Daniel Haight | 34 comments Science fiction may be the defining movie genre of our time, but too often it’s just a vehicle for escapist space adventure or paranoid dystopian fantasy. A sci-fi movie that actually has intelligent things to say about science — that’s all too rare. It’s what we get in “Ex Machina.”

http://www.sfgate.com/movies/article/...


message 2: by [deleted user] (new)

Anyone actually seen this want to share?


message 3: by Michele (last edited Apr 25, 2015 04:07AM) (new)

Michele | 274 comments Haven't seen it yet, but there's a nice interview with writer/director Alex Garland on the newest Geek's Guide to the Galaxy podcast.

http://geeksguideshow.com/2015/04/23/...

Edit to add - there's no spoilers for the movie - he's very vague as he doesn't like people to have preconceived ideas about movies.


message 4: by Stephen (last edited Apr 26, 2015 07:32AM) (new)

Stephen | 12 comments This comment probably contains spoilers. For those who have yet to see the movie you may wish to defer reading.

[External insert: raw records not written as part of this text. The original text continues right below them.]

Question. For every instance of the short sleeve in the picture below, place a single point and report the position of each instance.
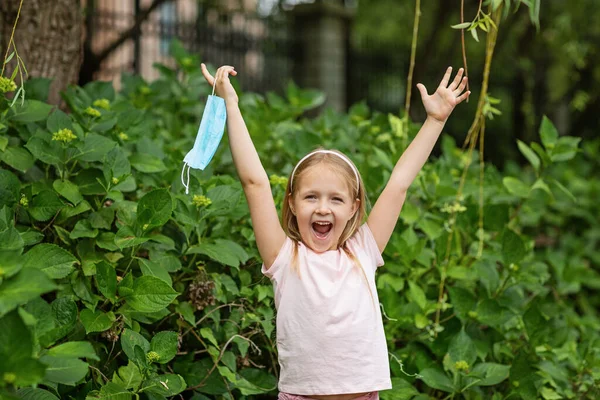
(283, 258)
(365, 241)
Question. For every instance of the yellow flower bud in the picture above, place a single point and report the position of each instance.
(91, 111)
(152, 356)
(461, 365)
(64, 135)
(102, 103)
(200, 201)
(7, 85)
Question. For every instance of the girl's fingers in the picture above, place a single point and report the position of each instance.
(209, 78)
(446, 78)
(462, 97)
(462, 86)
(457, 80)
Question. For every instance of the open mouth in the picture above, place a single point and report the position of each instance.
(322, 229)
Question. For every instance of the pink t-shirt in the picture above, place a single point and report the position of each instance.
(330, 336)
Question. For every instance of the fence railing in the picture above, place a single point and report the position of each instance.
(264, 48)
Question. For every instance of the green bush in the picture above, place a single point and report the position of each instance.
(115, 284)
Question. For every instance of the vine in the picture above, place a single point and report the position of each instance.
(488, 22)
(9, 84)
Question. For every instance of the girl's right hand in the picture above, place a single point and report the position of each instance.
(223, 87)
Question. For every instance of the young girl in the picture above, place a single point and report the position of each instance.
(322, 258)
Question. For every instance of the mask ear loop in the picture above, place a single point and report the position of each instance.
(187, 186)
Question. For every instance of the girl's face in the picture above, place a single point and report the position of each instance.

For once we get a cerebral piece of sci fi rather than either a western set in space of a buddy flick with spaceships instead of cars. That being said, my wife who saw the movie with me found it slow, and clearly it is methodical, but Garland is attempting to deal with the question of consciousness and it is not only machine consciousness that we are asking about, but human consciousness.

Garland's effort to delve into the question of consciousness is a challenge he does not quite master. There are three mis-steps that come to mind, but overall, the movie succeeds by suggesting that consciousness is not achieved while making clear that the requirement of consciousness goes beyond the Turing test and requires the existence of a moral compass.

The evolution of Caleb to question his own humanness is too sudden. That he would is logical given the manipulation by Nathan, but greater development of the questioning in Caleb's mind is needed.

Why does Kyoko wait to stab Nathan? If she could do it when she does, why not do it earlier? There is a sequence of Kyoko meeting Ava, but then Ava seeming to instruct Kyoko. Who is leading who?

If the intelligence exists that seems to exist in Ava and if she is conspiring with Kyoko, why not fix Kyoko and give her speech before departing?

The end of both Nathan and Caleb contains an interesting commentary on the technical, in which, like the Oppenheimer quote Caleb makes earlier, "Now I am become death the destroyer of worlds", both Nathan and Caleb die at the hands of their creation. (Caleb's death is presumed.)

In the end Garland seems clear in his view that while intelligence is achieved, consciousness is not, perhaps as befits the idea that simply amassing data and defining an outcome is insufficient, intelligence so derived is not actually stochastic but predictive and lacks morality and creativity. In this, "Ex Machina" is the best that science fiction can be leaving us to ask, just because we can do it, is it right?